MONDAY MEMORIES

SS Aquarama makes maiden stop in Toledo

6/25/2018
BLADE STAFF

When people call Toledo a port city, it’s usually in reference to the freighters hauling tons of iron ore, bulk grains, and other commodities to and from the shores of northwest Ohio.

Sixty years ago, though, it had an added connotation: Port of call. Toledo was a maiden stop for the Great Lakes-bound cruise ship the SS Aquarama.


Pictured in this July 1, 1956, Blade archive photo by Dick Greene, as it prepares to clear the Cherry Street Bridge, the 520-foot long luxury liner made its first visit to Toledo on June 30 of that year. Owned by the Michigan-Ohio Navigation Co., it was the first cruise ship to visit the Glass City in at least 20 years.

Throngs gathered at the Middlegrounds dock at the foot of Monroe Street to get a look at the ship. Two thousand adventurous souls bought a ticket for its first five-hour tour of Lake Erie; more than 13,000 would sail on the nine deck ship during its inaugural three-day Toledo visit.

On board visitors found two theaters, steamer chair verandas, three dance decks, a children’s playroom, observation lounges with panoramic views, game decks, and a carnival room.

They also found liquor for sale.
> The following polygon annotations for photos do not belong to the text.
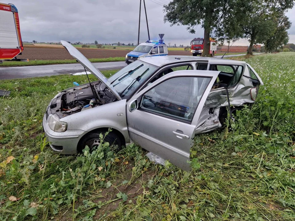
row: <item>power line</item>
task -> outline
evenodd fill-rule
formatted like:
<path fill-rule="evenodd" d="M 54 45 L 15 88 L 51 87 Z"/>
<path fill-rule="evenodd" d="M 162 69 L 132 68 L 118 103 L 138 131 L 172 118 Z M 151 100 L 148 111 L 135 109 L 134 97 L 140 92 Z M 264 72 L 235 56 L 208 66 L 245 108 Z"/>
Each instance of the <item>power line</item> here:
<path fill-rule="evenodd" d="M 156 4 L 157 4 L 158 5 L 160 5 L 161 6 L 163 6 L 164 5 L 163 5 L 163 4 L 161 4 L 159 2 L 155 1 L 155 0 L 149 0 L 149 1 L 151 2 L 154 2 L 154 3 L 155 3 Z"/>
<path fill-rule="evenodd" d="M 167 2 L 167 1 L 165 1 L 164 0 L 158 0 L 158 1 L 160 1 L 160 2 L 162 2 L 163 3 L 163 4 L 164 4 L 165 5 L 167 5 L 169 3 L 169 2 Z"/>

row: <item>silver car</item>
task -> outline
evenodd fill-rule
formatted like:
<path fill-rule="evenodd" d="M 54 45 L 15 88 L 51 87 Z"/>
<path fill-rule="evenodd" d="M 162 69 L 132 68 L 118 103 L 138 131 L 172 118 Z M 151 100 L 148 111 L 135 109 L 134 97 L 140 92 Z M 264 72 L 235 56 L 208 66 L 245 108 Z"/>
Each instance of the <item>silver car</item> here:
<path fill-rule="evenodd" d="M 77 153 L 100 142 L 120 149 L 134 142 L 186 170 L 196 134 L 222 126 L 232 112 L 254 102 L 261 79 L 243 61 L 166 56 L 143 58 L 106 78 L 77 50 L 62 44 L 98 79 L 51 101 L 43 127 L 54 150 Z"/>

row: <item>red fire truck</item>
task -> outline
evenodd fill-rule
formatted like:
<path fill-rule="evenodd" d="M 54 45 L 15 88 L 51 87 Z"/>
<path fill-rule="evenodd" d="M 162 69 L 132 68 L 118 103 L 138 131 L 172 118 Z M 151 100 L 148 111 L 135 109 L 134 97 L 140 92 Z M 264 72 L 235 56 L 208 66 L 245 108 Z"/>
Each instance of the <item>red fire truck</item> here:
<path fill-rule="evenodd" d="M 217 42 L 213 39 L 210 38 L 210 51 L 209 53 L 212 56 L 214 56 L 216 53 L 217 49 Z M 191 42 L 191 52 L 193 54 L 193 56 L 200 55 L 203 52 L 204 48 L 204 38 L 194 38 Z"/>
<path fill-rule="evenodd" d="M 23 49 L 17 9 L 12 4 L 0 3 L 0 63 L 3 60 L 28 61 L 16 58 Z"/>

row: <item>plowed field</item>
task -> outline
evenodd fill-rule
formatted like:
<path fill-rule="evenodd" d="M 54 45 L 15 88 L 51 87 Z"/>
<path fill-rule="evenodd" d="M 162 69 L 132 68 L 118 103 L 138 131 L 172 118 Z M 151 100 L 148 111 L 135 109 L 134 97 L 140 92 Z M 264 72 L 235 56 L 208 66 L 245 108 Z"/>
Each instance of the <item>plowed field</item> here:
<path fill-rule="evenodd" d="M 130 51 L 127 50 L 96 48 L 77 48 L 87 58 L 106 58 L 110 57 L 125 57 Z M 190 52 L 172 51 L 169 55 L 191 55 Z M 25 46 L 22 55 L 18 58 L 28 58 L 30 60 L 61 60 L 73 59 L 73 57 L 64 48 L 28 47 Z"/>

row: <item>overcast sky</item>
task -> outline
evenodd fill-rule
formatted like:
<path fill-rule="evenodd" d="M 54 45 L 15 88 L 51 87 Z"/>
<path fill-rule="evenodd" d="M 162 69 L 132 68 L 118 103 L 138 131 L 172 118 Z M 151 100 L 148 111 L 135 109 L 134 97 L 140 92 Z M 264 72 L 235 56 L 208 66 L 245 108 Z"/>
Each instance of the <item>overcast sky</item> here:
<path fill-rule="evenodd" d="M 163 21 L 163 5 L 170 0 L 145 0 L 150 34 L 156 40 L 164 33 L 165 42 L 184 45 L 193 38 L 203 36 L 200 27 L 196 33 L 184 26 L 170 26 Z M 2 1 L 2 2 L 4 2 Z M 18 10 L 23 41 L 136 43 L 140 0 L 13 0 Z M 6 2 L 6 3 L 8 3 Z M 148 39 L 143 4 L 142 6 L 140 42 Z M 287 15 L 293 23 L 289 42 L 295 43 L 295 9 Z M 234 45 L 248 45 L 241 39 Z"/>

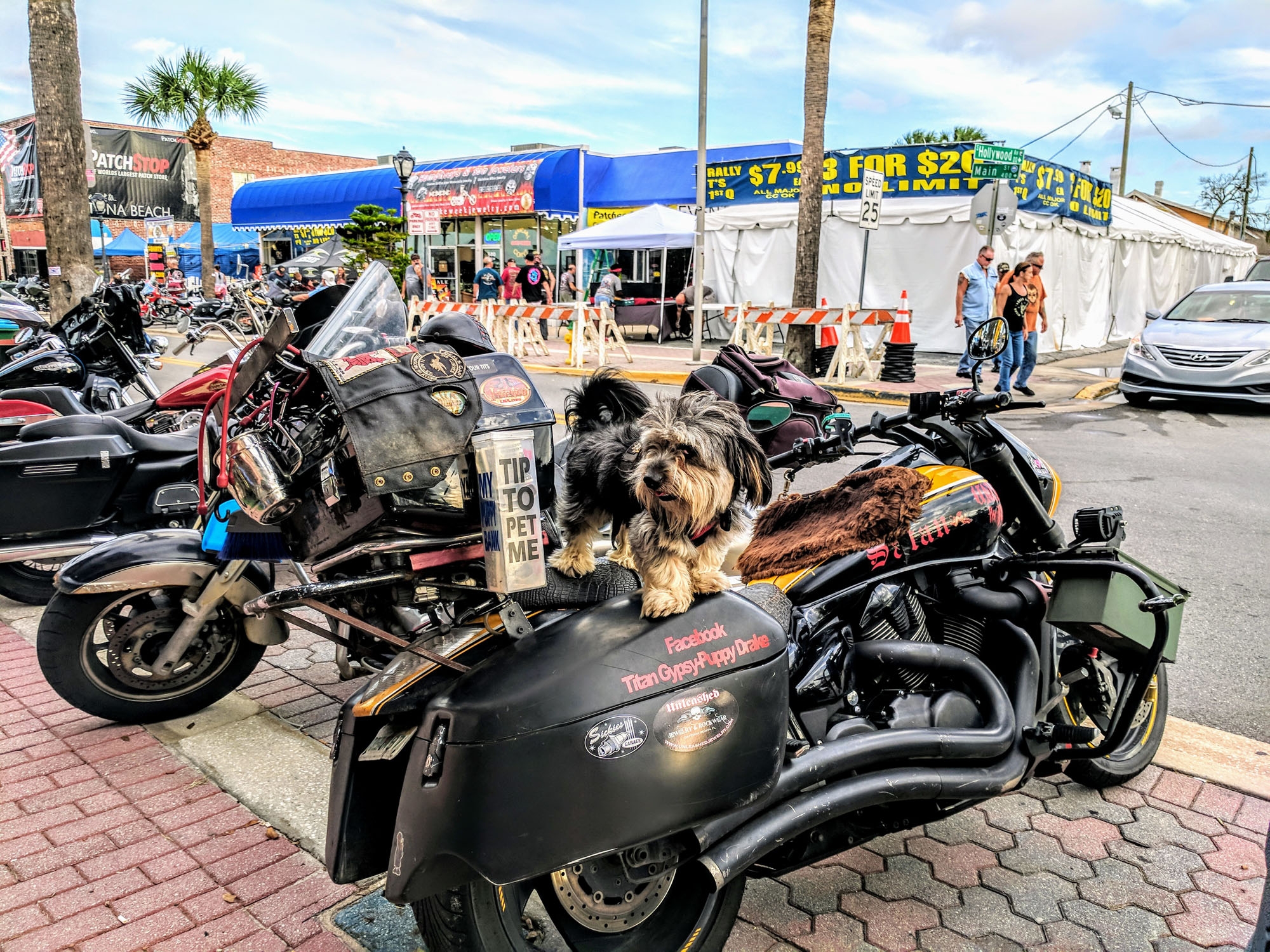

Just days earlier the Ohio Department of Liquor Control reversed an earlier ruling and said the Aquarama could sell alcohol once it got three miles into Lake Erie. A previous ruling said it must be 18 miles into Lake Erie — basically international waters — for its federal maritime permit to be valid.

The $8 million ship would visit Toledo many times in the coming years.

By the late 1960s the vessel once described as “the largest and most modern passenger ship ever to sail the Great Lakes” had become obsolete. It found a final resting place in 1971 as a museum dockside in Muskegon, Mich.